2025-06-09

Image Search Engine 🔍

A powerful and efficient image search engine that uses deep learning to find similar images based on their visual content. This project combines state-of-the-art neural networks with vector database technology to enable fast and accurate image similarity search.

assets/demo.png

Features

Multiple Model Support: Compatible with various deep learning architectures:
- ResNet50
- EfficientNet
- MobileNetV3
Vector Database Integration: Uses LanceDB for efficient similarity search
Batch Processing: Optimized for processing large image datasets
Web Interface: User-friendly FastAPI-based web application
Configurable: Easy-to-modify YAML configuration files
Multi-format Support: Handles various image formats (JPEG, PNG, WebP)

Installation

Clone the repository:

git clone https://github.com/yourusername/image-search-engine.git
cd image-search-engine

Create a virtual environment (recommended):

python -m venv venv
source venv/bin/activate  # On Windows: venv\Scripts\activate

Install dependencies:

pip install -r requirements.txt

Usage

1. Image Ingestion

To index your image dataset:

python ingest.py

This will:

Scan your dataset directory for images
Extract features using the specified model
Store embeddings in the vector database

2. Query Images

To search for similar images:

python query_db.py --image_path path/to/your/query/image.jpg

3. Web Interface

Start the web application:

python -m uvicorn app.app:app --reload

Access the web interface at http://localhost:8000

🔧 Configuration

Configuration files are stored in the configs/ directory.
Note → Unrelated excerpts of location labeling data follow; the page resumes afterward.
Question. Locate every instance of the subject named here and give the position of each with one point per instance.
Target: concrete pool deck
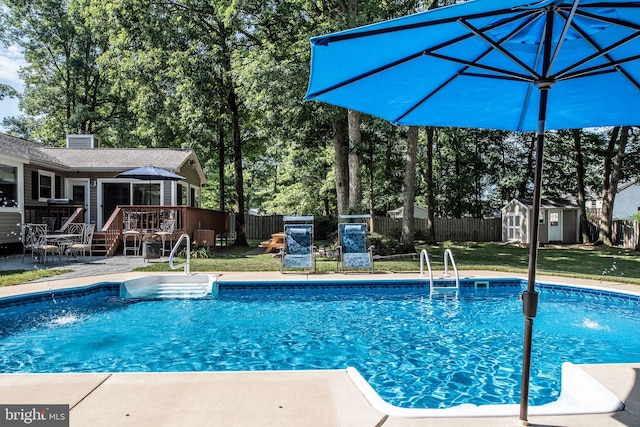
(274, 398)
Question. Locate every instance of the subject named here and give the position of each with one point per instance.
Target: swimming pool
(414, 350)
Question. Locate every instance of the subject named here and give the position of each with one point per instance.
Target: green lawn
(588, 262)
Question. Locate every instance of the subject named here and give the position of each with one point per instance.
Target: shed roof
(554, 203)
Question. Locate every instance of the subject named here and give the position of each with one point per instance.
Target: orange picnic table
(276, 242)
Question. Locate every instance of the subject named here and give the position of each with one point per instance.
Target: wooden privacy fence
(454, 229)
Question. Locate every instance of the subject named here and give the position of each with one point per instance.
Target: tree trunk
(341, 149)
(612, 173)
(528, 177)
(232, 104)
(407, 238)
(431, 204)
(580, 175)
(241, 237)
(221, 157)
(355, 161)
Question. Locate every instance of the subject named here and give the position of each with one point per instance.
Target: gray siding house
(34, 176)
(558, 222)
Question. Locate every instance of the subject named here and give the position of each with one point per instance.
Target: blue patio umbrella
(496, 64)
(150, 173)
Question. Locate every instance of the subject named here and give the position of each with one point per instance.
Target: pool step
(182, 286)
(182, 290)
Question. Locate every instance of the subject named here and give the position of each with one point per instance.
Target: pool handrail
(448, 255)
(425, 256)
(187, 263)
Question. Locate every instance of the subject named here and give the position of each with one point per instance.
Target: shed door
(555, 225)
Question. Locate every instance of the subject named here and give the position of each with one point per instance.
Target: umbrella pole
(530, 296)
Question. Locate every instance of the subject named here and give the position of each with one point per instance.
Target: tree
(613, 163)
(580, 178)
(431, 231)
(409, 192)
(63, 82)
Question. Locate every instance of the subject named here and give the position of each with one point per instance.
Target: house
(558, 222)
(627, 201)
(80, 180)
(418, 212)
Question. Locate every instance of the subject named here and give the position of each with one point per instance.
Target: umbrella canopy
(498, 64)
(150, 173)
(477, 64)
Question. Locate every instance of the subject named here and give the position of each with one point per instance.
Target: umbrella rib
(615, 65)
(565, 30)
(430, 52)
(612, 66)
(473, 64)
(499, 48)
(364, 75)
(506, 75)
(614, 21)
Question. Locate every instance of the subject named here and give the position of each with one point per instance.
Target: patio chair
(38, 242)
(50, 222)
(86, 241)
(298, 249)
(76, 229)
(353, 252)
(27, 241)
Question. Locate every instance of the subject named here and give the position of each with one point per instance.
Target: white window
(46, 185)
(513, 226)
(8, 186)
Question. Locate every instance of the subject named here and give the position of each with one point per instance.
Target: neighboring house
(33, 176)
(558, 222)
(418, 212)
(627, 201)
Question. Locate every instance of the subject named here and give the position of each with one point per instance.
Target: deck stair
(99, 244)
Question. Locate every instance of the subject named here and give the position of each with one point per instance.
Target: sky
(11, 59)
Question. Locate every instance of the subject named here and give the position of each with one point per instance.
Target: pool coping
(577, 375)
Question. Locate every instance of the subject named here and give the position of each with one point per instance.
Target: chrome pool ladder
(448, 256)
(186, 265)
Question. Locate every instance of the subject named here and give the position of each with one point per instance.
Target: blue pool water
(414, 350)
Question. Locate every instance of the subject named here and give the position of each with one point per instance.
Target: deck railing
(149, 219)
(64, 215)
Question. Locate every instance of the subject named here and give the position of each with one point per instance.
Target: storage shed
(558, 222)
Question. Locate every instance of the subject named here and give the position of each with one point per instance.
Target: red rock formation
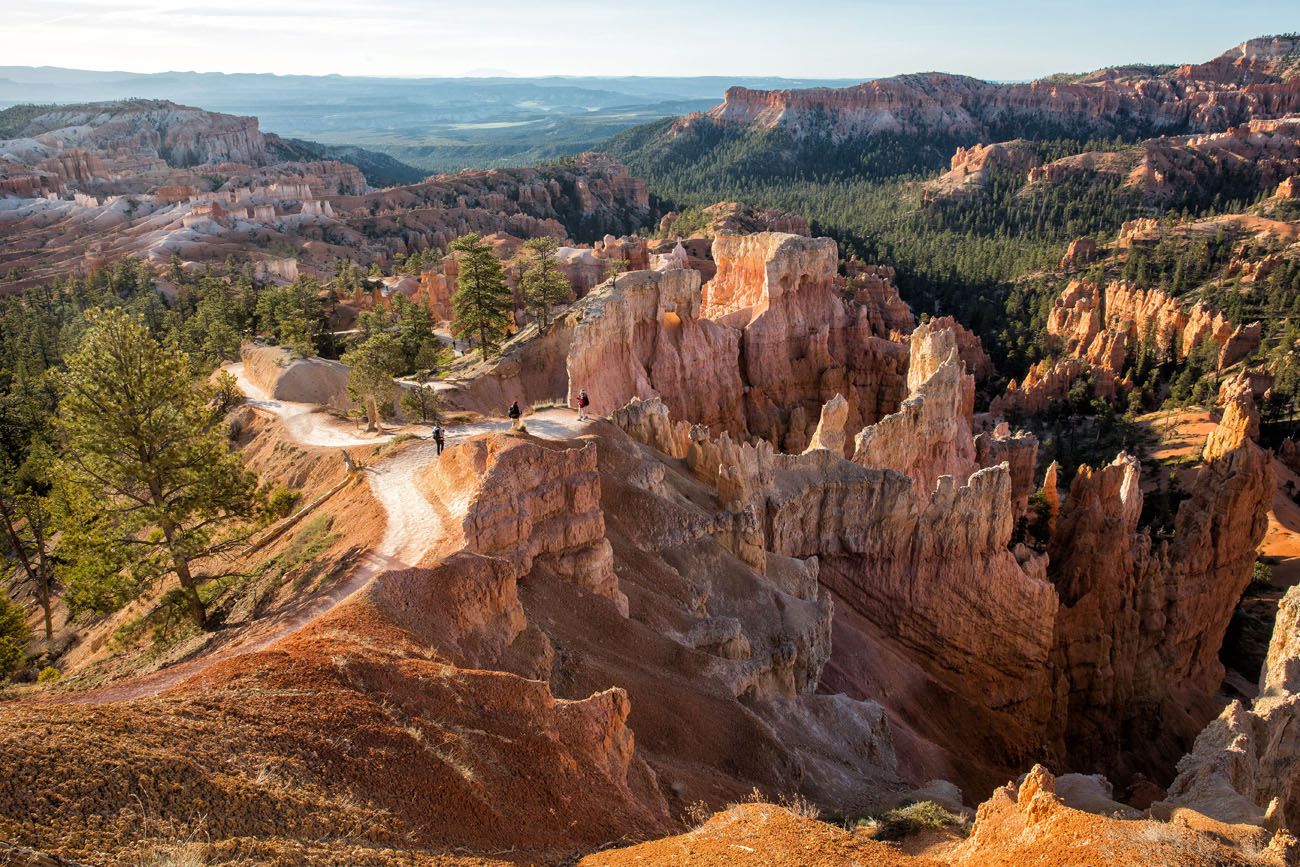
(1019, 451)
(1031, 823)
(1080, 252)
(800, 342)
(1104, 329)
(1048, 382)
(735, 219)
(931, 433)
(976, 167)
(874, 287)
(641, 336)
(1136, 642)
(529, 504)
(1199, 98)
(936, 339)
(1246, 764)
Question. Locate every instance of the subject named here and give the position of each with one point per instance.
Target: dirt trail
(304, 423)
(412, 530)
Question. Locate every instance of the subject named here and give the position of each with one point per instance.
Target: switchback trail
(412, 529)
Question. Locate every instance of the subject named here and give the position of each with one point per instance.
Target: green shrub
(915, 818)
(281, 502)
(1262, 573)
(13, 637)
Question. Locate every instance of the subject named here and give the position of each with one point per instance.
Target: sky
(995, 39)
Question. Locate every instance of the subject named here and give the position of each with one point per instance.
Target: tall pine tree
(482, 303)
(147, 485)
(544, 284)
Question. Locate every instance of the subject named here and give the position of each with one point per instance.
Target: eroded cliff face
(800, 342)
(641, 336)
(1099, 651)
(1104, 328)
(927, 576)
(1142, 621)
(1100, 329)
(528, 503)
(755, 352)
(1191, 99)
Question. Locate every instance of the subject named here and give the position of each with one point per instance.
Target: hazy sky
(832, 39)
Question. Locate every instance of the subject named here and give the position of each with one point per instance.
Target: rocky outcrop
(1136, 642)
(872, 287)
(1105, 328)
(1246, 764)
(641, 336)
(800, 342)
(285, 376)
(1019, 451)
(529, 506)
(1041, 819)
(1082, 251)
(939, 103)
(1049, 382)
(931, 433)
(976, 167)
(733, 219)
(830, 433)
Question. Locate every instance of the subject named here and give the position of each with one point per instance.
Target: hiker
(438, 436)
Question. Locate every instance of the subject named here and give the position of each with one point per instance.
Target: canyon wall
(1143, 619)
(1108, 102)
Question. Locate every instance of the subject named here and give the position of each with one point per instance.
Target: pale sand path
(412, 529)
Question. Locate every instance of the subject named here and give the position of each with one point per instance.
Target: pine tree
(13, 637)
(373, 363)
(421, 403)
(146, 480)
(615, 267)
(482, 302)
(544, 284)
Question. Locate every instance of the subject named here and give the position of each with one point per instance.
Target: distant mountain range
(432, 124)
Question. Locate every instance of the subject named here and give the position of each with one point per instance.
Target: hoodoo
(896, 473)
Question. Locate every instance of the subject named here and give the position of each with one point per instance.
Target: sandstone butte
(161, 181)
(787, 562)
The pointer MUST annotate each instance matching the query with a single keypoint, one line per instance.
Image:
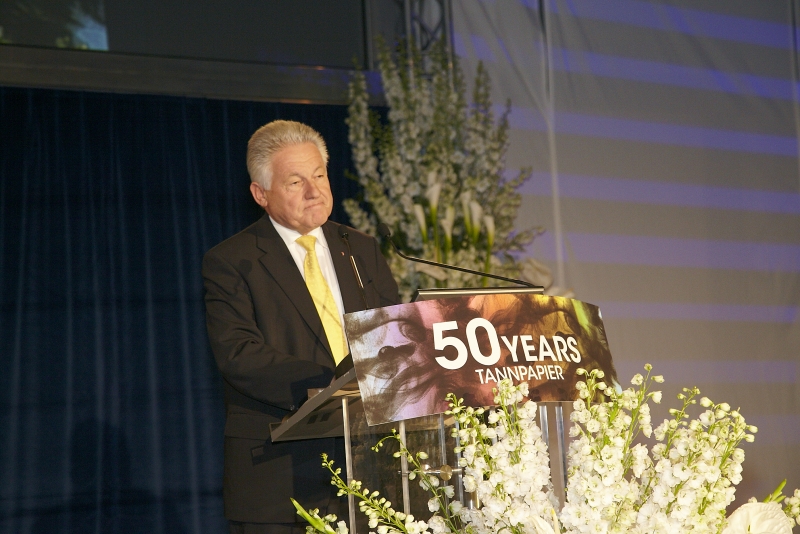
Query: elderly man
(275, 294)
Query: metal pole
(348, 460)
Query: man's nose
(312, 189)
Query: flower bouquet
(432, 170)
(683, 482)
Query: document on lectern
(409, 356)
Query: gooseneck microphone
(347, 363)
(386, 233)
(343, 233)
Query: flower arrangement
(616, 483)
(434, 173)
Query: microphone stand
(386, 233)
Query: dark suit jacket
(270, 348)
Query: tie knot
(307, 242)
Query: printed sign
(408, 357)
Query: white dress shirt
(290, 236)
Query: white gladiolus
(419, 213)
(683, 483)
(448, 220)
(434, 146)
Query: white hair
(271, 138)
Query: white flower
(432, 194)
(488, 221)
(448, 220)
(758, 518)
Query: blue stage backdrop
(110, 404)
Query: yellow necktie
(323, 299)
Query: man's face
(300, 197)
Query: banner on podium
(408, 357)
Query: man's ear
(259, 194)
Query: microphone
(347, 363)
(386, 233)
(343, 233)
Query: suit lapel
(351, 293)
(280, 264)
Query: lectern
(540, 334)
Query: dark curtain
(110, 404)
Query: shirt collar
(289, 236)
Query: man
(273, 338)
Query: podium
(337, 411)
(460, 348)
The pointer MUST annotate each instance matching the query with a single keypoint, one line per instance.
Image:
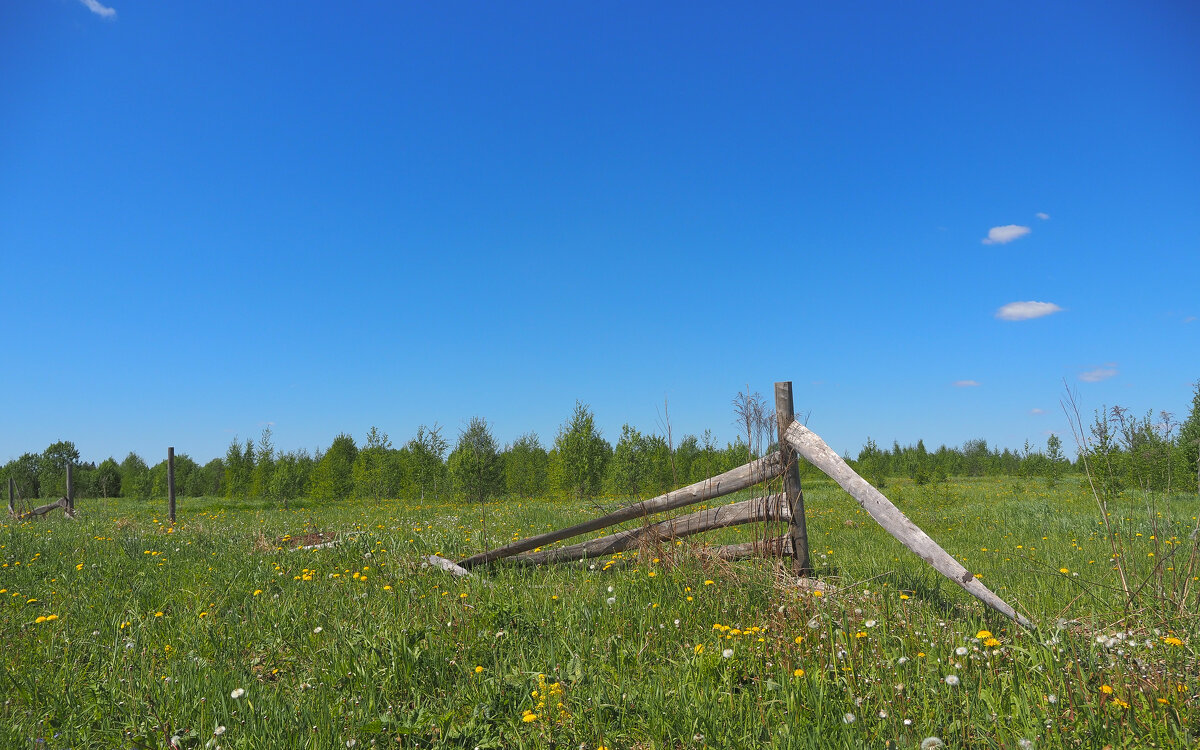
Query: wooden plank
(808, 444)
(797, 528)
(771, 508)
(171, 484)
(768, 467)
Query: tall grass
(147, 633)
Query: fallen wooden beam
(771, 508)
(768, 467)
(45, 509)
(892, 519)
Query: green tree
(333, 478)
(108, 478)
(375, 471)
(264, 463)
(1055, 460)
(474, 465)
(629, 469)
(289, 477)
(239, 466)
(1189, 442)
(526, 467)
(213, 479)
(427, 450)
(135, 478)
(52, 469)
(582, 454)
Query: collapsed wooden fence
(795, 439)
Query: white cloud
(99, 10)
(1099, 373)
(1001, 235)
(1026, 311)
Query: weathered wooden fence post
(171, 484)
(793, 495)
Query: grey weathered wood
(448, 565)
(816, 451)
(171, 484)
(41, 510)
(768, 467)
(797, 528)
(747, 511)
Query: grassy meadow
(120, 631)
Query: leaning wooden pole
(797, 529)
(754, 510)
(892, 519)
(171, 484)
(768, 467)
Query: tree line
(1127, 451)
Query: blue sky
(325, 217)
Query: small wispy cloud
(1002, 235)
(1099, 373)
(1026, 311)
(99, 10)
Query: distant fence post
(797, 529)
(171, 484)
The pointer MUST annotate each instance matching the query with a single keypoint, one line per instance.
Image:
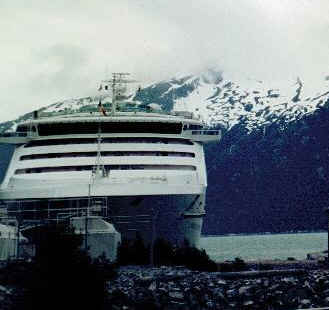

Available configurations:

animals_efficientnet.yml
animals_mobilenetv3.yml
animals_resnet50.yml
ocean_resnet50.yml
ocean_resnet50_v2.yml

Example configuration:

MODEL_NAME: resnet50
MODEL_DIM: 2048
COLLECTION_NAME: images
DATASET_PATH: ./dataset
LANCEDB: ./vectordb

Project Structure

image-search-engine/
├── app/                    # Web application
├── configs/                # Model configurations
├── dataset/               # Image dataset directory
├── engine/                # Core search engine components
├── vectordb/              # Vector database storage
├── ingest.py              # Dataset ingestion script
├── query_db.py            # Image query script
└── requirements.txt       # Project dependencies

How It Works

Feature Extraction: Deep learning models convert images into high-dimensional feature vectors
Vector Storage: Features are normalized and stored in LanceDB
Similarity Search: Query images are processed the same way and compared using cosine similarity
Result Ranking: Most similar images are returned based on vector similarity

Contributing

Contributions are welcome! Please feel free to submit a Pull Request.

License

This project is licensed under the MIT License - see the LICENSE file for details.